I didn't exactly say "no", but I did remind Mike that the kids would have to be REALLY choosy about what they ate and that most places weren't going to meet their needs and, in fact, would serve food that would send them on a attentionless high. Plus, there was church in the morning, a mission's party at noon, and Halloween candy in the near future.**
He agreed. But the damage had already been done. The kids were already keyed up for dinner out.
I was hanging my head after hanging up thinking "I HATE being the bad guy. I hate being the one who says "no" to birthday cupcakes at 2pm and "no" to dinner out at 6pm."
And then it dawned on me: God does the exact same thing with me!
He says "no" to things some of the time and waits for me to comply. If I don't get the message the first time, he says "no" again. And waits. And, on and on and on the cycle goes.
In fact, if I consult the Bible on this one, I see that He let the Israelites wander 40 years, waiting for their "AH HA" moment.*** That's an awful lot of "nos" and a gob of waiting.

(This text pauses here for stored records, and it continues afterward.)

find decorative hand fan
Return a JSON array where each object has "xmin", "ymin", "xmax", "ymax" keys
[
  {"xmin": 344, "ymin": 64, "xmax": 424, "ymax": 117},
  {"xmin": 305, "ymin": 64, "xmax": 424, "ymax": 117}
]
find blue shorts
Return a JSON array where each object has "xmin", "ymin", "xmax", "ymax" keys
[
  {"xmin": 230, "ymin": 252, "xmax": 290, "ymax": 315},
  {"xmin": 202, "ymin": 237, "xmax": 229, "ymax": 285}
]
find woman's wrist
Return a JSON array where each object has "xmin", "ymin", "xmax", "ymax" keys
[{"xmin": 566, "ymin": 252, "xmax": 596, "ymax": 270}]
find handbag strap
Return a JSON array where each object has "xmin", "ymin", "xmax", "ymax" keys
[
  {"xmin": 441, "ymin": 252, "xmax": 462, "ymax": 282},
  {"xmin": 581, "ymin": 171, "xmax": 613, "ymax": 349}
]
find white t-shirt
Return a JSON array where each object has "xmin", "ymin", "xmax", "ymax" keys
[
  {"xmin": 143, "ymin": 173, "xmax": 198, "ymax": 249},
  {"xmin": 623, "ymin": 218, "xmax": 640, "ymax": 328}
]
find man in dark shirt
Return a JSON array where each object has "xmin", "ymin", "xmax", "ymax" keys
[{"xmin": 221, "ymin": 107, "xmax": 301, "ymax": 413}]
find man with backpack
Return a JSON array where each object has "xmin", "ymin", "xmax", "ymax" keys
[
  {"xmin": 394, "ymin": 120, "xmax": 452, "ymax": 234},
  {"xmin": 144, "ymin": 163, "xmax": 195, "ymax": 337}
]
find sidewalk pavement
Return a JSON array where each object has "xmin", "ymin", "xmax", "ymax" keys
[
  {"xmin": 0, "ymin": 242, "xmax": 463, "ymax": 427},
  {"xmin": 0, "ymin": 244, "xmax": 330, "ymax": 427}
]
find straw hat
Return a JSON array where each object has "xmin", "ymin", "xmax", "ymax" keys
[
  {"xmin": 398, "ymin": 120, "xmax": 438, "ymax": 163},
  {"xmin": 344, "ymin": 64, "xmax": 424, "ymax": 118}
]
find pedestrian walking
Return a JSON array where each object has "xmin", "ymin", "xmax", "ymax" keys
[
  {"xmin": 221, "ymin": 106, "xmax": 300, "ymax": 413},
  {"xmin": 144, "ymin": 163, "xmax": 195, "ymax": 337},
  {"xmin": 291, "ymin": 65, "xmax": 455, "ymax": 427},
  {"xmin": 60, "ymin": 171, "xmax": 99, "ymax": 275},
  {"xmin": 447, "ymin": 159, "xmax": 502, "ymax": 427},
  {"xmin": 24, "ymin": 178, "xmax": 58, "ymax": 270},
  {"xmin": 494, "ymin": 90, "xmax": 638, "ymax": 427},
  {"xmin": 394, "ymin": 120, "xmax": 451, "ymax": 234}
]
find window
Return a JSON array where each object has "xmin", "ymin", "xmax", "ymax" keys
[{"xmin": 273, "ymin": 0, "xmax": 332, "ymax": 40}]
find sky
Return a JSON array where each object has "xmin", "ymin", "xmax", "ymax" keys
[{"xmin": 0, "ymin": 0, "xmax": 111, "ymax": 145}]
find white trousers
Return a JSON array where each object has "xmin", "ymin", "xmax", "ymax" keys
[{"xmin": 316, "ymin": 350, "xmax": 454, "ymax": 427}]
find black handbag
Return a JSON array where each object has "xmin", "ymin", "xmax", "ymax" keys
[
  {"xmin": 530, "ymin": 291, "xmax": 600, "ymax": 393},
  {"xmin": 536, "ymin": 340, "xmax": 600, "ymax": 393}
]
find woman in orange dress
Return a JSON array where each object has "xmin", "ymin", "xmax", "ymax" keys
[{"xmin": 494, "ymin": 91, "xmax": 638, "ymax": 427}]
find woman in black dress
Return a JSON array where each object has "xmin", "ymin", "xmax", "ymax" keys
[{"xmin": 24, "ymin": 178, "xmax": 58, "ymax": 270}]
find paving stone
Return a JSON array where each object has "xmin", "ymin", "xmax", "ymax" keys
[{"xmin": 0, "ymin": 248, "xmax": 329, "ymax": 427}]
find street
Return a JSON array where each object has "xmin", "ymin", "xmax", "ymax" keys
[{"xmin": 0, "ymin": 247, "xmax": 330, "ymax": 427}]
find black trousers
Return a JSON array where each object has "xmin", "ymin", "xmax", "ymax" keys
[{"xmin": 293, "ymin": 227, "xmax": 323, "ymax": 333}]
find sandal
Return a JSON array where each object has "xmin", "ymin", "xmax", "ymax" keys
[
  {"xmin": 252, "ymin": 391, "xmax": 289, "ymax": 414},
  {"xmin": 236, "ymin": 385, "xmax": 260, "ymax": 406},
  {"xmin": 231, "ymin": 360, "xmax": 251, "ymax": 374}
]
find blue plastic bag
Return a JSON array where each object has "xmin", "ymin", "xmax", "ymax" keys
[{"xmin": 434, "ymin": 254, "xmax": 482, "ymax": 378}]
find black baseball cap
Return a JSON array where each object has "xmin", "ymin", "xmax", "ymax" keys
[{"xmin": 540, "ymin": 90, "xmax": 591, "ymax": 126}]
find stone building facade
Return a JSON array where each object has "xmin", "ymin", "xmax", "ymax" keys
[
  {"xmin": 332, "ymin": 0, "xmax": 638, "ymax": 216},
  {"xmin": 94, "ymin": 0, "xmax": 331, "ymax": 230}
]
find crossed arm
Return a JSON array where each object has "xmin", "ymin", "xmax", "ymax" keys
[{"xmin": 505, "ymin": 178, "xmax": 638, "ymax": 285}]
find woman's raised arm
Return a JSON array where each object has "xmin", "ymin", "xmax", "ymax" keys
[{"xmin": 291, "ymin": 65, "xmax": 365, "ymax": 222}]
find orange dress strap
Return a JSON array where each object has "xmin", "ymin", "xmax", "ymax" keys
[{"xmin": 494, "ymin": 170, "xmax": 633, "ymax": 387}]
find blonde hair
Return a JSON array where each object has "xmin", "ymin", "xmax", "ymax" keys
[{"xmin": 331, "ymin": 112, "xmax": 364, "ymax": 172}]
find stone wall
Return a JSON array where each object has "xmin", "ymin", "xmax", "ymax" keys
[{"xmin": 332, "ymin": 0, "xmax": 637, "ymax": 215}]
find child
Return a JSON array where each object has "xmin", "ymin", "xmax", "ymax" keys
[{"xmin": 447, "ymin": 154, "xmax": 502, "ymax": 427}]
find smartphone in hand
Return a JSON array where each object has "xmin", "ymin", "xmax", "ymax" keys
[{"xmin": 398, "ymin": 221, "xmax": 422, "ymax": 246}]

This is how God shows me He loves me: He doesn't let me go willy-nilly and do what I want, when I want. He puts boundaries down and sets a line in the sand and says "These are the rules that are here FOR YOUR OWN GOOD."
I bet, if He were human like I am, He'd have moments of doubt and anguish and second-guessing, just like I do.
But, thank goodness, He doesn't waver. He calls a spade a spade and moves on. And waits for me to go "OOOOHHHH. THAT'S a spade. DUH."
And, so, I feel better that I am sticking to my guns. I'm not the bad guy here; I'm the one showing my kids that I love them so much that I'm willing to let them get mad at me for refusing their request in their best interest.
I may not win any gold stars or get a trophy or receive a big "thank you" tonight when they walk through the door. But, that's OK.
Someday they'll know how much I love them when they think on all the times I said "no" for their own good.
*Mike: Thank you, thank you, a thousand times, thank you!
**See post from 10/31 regarding the limited candy consumption in our house. The KIDS limited consumption, that is.
***PLEASE, Lord, don't let me wander 40 years before listening to you!